Déjà en vigueur depuis 2007 et en application jusqu'à juillet 2014, cet accord PNR UE/États-Unis n'avait pas reçu l'aval du Parlement européen qui, doté de nouveaux pouvoirs grâce au Traité de Lisbonne, avait refusé d'approuver cet accord en mai 2010 et demandé un report de son vote. Le PE était préoccupé notamment par la durée de rétention des données des passagers européens. Mettant son vote en suspens, le PE avait alors demandé des accords PNR internationaux qui soient en ligne avec les standards européens de protection des données, soucieux notamment du principe de proportionnalité, de la légitimité de leur utilisation et strictement encadrés. La Commission, sur la base d'un mandat du Conseil obtenu en décembre dernier, avait alors entamé de nouvelles négociations avec les États-Unis en janvier dernier et doit à nouveau soumettre son projet d'accord au PE afin qu'il vote sur un nouvel accord en juillet prochain. Un calendrier que pourrait cependant encore repousser le PE.

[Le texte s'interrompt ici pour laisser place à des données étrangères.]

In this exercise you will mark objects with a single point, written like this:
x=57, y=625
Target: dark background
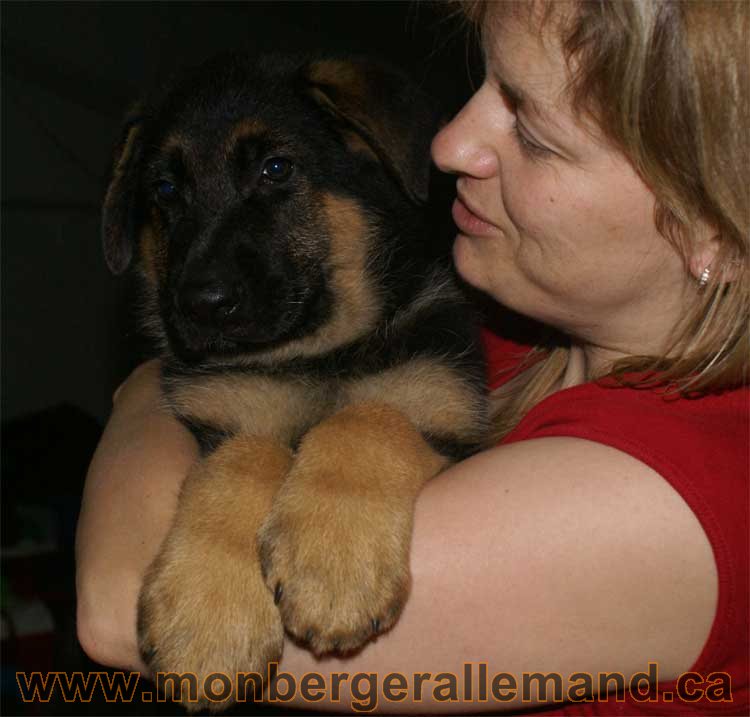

À ce stade, la Commission refuse de commenter cette résolution (qui sera suivie par une autre résolution préparée à la chambre des représentants) et de se prononcer sur son impact sur les discussions en cours. Les services de Mme Malmström confirment seulement qu'il existe en effet actuellement « plus de questions ouvertes » avec les États-Unis qu'avec le Canada ou l'Australie, pays avec lesquels la Commission ficelle également des accords PNR (les discussions avec l'Australie sont terminées). Lundi 16 mai, une nouvelle session de négociations devait d'ailleurs se tenir entre la Commission et les représentants américains. Selon un calendrier initial, la Commission devait fournir un projet d'accord au Conseil JAI des 9 et 10 juin à Luxembourg, indiquait une source vendredi et un vote était en effet planifié pour juillet au PE (Sophie In't Veld est en charge du rapport). Un calendrier que la Commission ne voulait pas encore préciser lundi 16 mai. (S.P.)